- Theatrical release poster
- Directed by: Praveen Kandregula
- Written by: Praveen Kandregula; Poojitha Sreekanti; Prahaas Boppudi;
- Produced by: Sreenivasulu P. V.; Vijay Donkada; Sridhar Makkuva;
- Starring: Anupama Parameswaran; Darshana Rajendran; Sangeetha Krish; Rag Mayur;
- Cinematography: Mridul Sujit Sen
- Edited by: Dharmendra Kakarala
- Music by: Gopi Sundar
- Production company: Ananda Media
- Release date: 22 August 2025;
- Running time: 143 minutes
- Country: India
- Language: Telugu

= Paradha =

2025 Indian film by Praveen Kandregula

Paradha is a 2025 Indian Telugu-language drama film directed by Praveen Kandregula who co-wrote with Poojitha Sreekanti and Prahaas Boppudi.
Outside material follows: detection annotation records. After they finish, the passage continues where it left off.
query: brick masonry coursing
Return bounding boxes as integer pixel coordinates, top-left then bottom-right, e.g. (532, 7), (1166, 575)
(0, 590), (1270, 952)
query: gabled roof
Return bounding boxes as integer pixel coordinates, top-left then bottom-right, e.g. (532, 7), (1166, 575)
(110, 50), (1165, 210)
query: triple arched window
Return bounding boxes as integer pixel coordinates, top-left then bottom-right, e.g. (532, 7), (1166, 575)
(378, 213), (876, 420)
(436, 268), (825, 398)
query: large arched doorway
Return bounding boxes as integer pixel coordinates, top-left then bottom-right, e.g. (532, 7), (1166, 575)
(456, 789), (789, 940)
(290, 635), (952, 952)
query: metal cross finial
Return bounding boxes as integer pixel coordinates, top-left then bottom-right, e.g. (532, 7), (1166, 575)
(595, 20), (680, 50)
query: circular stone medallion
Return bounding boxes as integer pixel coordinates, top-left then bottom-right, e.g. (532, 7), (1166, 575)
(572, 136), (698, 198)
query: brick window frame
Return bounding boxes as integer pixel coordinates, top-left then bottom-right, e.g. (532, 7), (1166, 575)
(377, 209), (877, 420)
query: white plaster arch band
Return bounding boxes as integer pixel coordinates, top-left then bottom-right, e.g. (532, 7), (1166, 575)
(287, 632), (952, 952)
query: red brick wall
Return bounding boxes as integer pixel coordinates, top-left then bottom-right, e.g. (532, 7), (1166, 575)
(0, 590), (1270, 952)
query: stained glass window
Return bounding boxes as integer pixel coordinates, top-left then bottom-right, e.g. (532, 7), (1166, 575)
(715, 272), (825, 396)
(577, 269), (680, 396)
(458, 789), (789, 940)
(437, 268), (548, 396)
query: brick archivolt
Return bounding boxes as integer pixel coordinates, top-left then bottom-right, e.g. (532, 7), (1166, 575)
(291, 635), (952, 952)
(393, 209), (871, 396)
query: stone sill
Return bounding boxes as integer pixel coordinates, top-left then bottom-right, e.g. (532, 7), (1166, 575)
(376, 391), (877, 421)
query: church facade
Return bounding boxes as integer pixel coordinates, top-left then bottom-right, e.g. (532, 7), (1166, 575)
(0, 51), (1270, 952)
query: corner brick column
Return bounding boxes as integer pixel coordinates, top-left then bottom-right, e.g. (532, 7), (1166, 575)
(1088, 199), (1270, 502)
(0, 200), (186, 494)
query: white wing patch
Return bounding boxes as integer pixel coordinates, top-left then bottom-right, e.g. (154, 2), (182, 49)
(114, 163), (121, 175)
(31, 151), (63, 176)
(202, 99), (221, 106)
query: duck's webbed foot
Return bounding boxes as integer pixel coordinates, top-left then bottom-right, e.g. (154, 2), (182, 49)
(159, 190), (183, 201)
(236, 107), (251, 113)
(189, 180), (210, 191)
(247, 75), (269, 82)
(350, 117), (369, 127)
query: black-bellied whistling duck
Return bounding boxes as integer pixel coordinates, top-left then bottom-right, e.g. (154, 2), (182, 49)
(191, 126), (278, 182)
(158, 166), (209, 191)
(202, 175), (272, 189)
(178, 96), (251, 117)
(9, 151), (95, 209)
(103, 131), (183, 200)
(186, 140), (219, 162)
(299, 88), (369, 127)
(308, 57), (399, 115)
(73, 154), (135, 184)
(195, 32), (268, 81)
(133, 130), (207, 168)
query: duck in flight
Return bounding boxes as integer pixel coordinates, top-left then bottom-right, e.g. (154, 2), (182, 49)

It is produced by Ananda Media and stars Anupama Parameswaran, Darshana Rajendran (who returned to Telugu films after a decade) and Sangeetha Krish in important roles.

Gopi Sundar composed the music, Mridul Sujit Sen handled the cinematography and Dharmendra Kakarala handled the editing. The film was released on 22 August 2025 to mixed reviews. It became a box office bomb.

==Plot==
In a remote village bound by the belief that women must remain veiled to ward off a curse, Subbu's devotion to her village's tradition is questioned after an enigmatic event. Having hardly ever stepped outside her village but determined to clear her name, Subbu sets out on a daring journey to the Himalayas, accompanied by her aunt Rathnamma and Ami, a fierce architect fighting her own battles in the modern world.

==Music==
The score and soundtrack album were composed by Gopi Sundar. Sony Music India procured the audio rights of the soundtrack. The first single "Maa Andhaala Siri" was released on 23 March 2025. The second single "Yatra Naryasthu" was released on 17 July 2025 and the third single "Yegareyi Nee Rekkale" released on 5 August 2025. Both the Telugu and its dubbed Malayalam versions were released on the same date.

Track listing
| No. | Title | Singer(s) | Length |
|---|---|---|---|
| 1. | "Maa Andhaala Siri" | Sri Krishna, Ramya Behara | 04:38 |
| 2. | "Yatra Naryasthu" | Anurag Kulkarni | 05:21 |
| 3. | "Yegareyi Nee Rekkale" | Ritesh G. Rao | 04:58 |
| Total length: |  |  | 14:57 |

==Release and reception==
Paradha, and its dubbed Malayalam version, were released on 22 August 2025.

Sangeetha Devi Dundoo of The Hindu highly appreciated the writing and called it a "rare, brave film" that breaks the monotony of mainstream Telugu cinema. The Times of India rated it 3.5 out of 5 and appreciated the storytelling, and dialogues.